Assuredly Lt. Murray met the standard for the award, but the scenario lacked military logic. One must ask: Why are we expending valor for no recognizable purpose?


Compare recent MOH winner SSG Salvatore Giunta to Captain Donlon's award, the first of the U.S. Vietnam War. Think of SSG Basilone on Guadalcanal. If Basilone had caved, the perimeter of a Regiment would have been fractured. One man prevented the collapse of a front, while SSG Guinta saved two men. Again, SSG Giunta acted with courage and valor, but it is a flavorless meal leaving no sense of fulfillment.

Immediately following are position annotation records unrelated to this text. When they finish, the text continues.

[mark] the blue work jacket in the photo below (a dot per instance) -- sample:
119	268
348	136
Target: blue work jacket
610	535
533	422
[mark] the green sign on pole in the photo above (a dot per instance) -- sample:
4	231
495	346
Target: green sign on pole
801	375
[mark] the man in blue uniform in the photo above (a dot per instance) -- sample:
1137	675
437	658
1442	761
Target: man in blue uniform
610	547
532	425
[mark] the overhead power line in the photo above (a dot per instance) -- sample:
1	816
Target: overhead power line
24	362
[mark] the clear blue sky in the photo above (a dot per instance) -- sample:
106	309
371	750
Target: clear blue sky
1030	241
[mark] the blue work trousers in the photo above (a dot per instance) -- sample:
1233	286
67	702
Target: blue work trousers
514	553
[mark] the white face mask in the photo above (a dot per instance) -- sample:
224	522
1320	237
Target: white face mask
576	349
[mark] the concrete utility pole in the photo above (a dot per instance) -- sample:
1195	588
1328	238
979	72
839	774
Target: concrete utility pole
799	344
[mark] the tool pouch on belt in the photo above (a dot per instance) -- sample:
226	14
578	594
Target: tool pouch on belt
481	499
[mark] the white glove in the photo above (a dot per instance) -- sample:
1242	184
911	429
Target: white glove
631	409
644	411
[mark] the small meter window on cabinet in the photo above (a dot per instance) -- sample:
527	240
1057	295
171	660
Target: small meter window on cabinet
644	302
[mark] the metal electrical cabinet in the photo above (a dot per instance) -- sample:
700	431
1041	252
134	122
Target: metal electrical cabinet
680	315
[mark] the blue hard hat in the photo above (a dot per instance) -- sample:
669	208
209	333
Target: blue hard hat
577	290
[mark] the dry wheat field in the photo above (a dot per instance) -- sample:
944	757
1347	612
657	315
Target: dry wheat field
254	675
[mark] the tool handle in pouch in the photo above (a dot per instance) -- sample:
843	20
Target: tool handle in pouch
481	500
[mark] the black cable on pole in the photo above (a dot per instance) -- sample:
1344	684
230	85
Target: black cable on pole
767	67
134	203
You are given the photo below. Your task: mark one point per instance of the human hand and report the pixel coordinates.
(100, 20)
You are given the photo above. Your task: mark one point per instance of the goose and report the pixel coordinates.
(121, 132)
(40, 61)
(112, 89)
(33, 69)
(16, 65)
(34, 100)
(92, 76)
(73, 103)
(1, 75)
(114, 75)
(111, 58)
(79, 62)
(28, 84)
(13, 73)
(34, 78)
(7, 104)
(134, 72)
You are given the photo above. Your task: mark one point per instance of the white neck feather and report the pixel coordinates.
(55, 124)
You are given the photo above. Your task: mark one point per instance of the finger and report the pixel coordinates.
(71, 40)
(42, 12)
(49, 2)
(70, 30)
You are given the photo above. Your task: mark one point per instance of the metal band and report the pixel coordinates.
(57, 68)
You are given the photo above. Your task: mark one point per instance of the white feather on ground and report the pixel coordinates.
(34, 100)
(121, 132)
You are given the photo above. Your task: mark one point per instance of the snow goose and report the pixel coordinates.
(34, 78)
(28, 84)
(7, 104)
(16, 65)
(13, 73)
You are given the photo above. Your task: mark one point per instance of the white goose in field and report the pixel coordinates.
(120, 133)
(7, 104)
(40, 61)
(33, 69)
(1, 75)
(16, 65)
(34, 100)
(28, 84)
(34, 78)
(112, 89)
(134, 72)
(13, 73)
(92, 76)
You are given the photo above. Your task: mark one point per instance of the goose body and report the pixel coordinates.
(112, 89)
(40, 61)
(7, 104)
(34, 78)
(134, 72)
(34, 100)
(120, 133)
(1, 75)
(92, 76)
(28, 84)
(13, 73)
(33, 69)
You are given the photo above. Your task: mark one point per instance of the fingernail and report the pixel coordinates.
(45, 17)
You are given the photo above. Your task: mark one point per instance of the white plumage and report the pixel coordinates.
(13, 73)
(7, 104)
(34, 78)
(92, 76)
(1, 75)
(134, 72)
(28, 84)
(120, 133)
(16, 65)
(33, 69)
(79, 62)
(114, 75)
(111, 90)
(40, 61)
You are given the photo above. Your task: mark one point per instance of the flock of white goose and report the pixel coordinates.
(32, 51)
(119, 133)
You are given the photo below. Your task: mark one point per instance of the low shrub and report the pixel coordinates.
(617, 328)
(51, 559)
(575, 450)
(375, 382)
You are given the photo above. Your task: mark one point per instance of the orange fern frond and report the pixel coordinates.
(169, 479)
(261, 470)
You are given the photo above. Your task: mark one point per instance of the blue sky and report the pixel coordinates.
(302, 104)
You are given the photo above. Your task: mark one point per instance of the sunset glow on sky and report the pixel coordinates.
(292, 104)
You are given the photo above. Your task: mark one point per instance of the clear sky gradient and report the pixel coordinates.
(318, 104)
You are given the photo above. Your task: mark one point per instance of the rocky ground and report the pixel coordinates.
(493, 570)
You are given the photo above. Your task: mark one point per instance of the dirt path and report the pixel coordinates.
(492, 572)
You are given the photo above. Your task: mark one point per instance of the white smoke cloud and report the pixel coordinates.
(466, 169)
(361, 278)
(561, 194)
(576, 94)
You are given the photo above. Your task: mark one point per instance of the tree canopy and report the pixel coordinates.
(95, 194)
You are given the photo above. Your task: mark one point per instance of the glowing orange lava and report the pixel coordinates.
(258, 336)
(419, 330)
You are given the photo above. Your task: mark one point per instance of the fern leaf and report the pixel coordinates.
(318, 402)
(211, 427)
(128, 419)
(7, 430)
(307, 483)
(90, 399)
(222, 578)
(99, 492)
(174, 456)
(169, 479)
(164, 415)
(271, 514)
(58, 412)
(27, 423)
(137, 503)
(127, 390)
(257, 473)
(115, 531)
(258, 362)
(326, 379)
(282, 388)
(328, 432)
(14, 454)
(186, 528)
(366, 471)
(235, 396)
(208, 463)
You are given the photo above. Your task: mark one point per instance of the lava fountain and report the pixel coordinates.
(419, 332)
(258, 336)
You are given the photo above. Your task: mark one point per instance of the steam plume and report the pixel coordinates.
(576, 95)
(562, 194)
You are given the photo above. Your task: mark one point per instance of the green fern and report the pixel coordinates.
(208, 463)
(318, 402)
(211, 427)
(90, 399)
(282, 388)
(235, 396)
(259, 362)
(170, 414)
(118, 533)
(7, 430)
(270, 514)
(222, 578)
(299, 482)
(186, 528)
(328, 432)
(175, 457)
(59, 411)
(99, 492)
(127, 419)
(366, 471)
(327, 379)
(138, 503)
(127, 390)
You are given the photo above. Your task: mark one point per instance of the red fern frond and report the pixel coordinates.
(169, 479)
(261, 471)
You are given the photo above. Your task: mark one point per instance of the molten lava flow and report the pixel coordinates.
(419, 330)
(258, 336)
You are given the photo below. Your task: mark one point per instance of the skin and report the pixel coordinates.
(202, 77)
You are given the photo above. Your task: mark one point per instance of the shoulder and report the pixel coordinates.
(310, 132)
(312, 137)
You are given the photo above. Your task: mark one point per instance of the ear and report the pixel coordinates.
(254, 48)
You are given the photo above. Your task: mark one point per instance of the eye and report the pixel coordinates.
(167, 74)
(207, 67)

Perhaps that is why SSG Giunta was angry upon being interviewed after receiving his award. Perhaps he understood the essential insignificance of the losses his unit incurred, for it is there where he put his emphasis -- on the loss, rather than the gain.


The award is real, but the circumstances are like wisps of pipe smoke in nature.


{SFC Smith's MOH is not mentioned because this was a force-on-force battle on a conventional battlefield, and was not asymmetrical warfare.}


The actions of all of the Medals of Honor from Iraq and Afghanistan pale to insignificance when viewed historically. This is not a criticism of our soldiers but rather of our political leadership which puts brave men in untenable circumstances. It should be noted: All of the awards in Vietnam, Iraq and Afghanistan did not add up (will not add up) to victory.


Valor is too precious to expend frivolously. It is apparent that our soldiers are now pawns and targets in incomprehensible and unjustifiable conflicts, and all the sound bytes and awards cannot justify the non-military complexion of the violence.